Saturday morning, a group of people with children in mind were on hand at Double Eagle Airport. Though they looked like aviation enthusiasts, they were in fact court appointed special advocates, or “CASAs,” learning about flying.
“Essentially, I am the voice for the children, I’m the advocate for the children,” Katie Londono said.
Thanks to a new partnership between New Mexico Kids Matter, the Child Youth and Families Department and Angel Flight, Londono will have easier and more efficient access to the three children in her care.
“Once we found out about it, we’re like, we’re in,” Veronica Montano-Pilch of New Mexico Kids Matter said.
She said she forged the partnership recently after hearing of a similar partnership between CASAs and Angel Flight in North Texas.

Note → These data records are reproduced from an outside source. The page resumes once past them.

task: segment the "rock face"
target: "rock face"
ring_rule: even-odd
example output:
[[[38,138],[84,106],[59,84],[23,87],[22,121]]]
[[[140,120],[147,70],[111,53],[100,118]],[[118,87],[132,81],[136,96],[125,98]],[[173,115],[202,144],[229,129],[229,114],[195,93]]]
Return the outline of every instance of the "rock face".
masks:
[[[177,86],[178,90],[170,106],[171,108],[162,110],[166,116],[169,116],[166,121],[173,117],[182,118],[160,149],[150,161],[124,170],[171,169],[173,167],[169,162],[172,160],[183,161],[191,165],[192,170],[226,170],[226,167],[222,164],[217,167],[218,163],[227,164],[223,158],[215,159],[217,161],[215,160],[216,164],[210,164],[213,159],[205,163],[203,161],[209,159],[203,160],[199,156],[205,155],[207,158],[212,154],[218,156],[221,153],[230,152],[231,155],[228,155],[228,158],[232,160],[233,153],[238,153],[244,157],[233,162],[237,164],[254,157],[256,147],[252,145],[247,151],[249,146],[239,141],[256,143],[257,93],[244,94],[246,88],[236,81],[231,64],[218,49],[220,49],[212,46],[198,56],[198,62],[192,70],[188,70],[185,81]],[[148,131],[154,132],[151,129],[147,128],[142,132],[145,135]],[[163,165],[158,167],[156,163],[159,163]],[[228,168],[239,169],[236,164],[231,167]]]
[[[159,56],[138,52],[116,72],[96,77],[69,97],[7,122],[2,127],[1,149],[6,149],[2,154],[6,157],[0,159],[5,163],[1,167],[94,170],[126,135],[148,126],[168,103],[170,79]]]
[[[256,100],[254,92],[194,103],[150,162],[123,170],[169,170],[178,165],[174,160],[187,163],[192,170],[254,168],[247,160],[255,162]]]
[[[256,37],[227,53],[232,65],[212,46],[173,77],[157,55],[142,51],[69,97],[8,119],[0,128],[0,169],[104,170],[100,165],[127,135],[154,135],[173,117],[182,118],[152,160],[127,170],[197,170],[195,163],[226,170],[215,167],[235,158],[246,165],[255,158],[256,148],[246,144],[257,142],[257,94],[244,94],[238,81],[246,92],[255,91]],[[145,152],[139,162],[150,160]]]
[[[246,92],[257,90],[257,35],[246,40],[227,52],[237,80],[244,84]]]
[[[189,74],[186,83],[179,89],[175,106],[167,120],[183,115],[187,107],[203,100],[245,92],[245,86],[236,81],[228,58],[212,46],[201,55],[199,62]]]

Montano-Pilch said, CASAs sometimes have foster cases in places as far away as Oregon, which makes it nearly impossible for them to see the children in-person on a regular basis. It would simply cost too much time and money for the CASAs volunteers.
But through Angel Flight, they will now have the ability to get where they need to go, often through smaller, more accessible airports, for free.
“Pilots like to fly and when they have a purpose, a meaning, it makes it all that much more enjoyable,” Art Tangen, New Mexico’s Wing Leader of Angel Leader said.
The average “mission” costs a pilot about $200 to $400, he said.
“It is a commitment to them, but it’s what we do,” Tangen said.
One of Londono’s foster children lives in Las Vegas, Nevada. She hasn’t seen the child in-person in nearly two years. Now, she’ll have the ability to make face-to-face contact more regularly, which she said will greatly benefit the child’s case.
She said the other children live in New Mexico, but several hours away from Albuquerque.
“They’ve been in the system for two years, and they’re on their third social worker,” Londono said. “And so I’m one of the few people that’s been the same person from the beginning that they’ve seen.”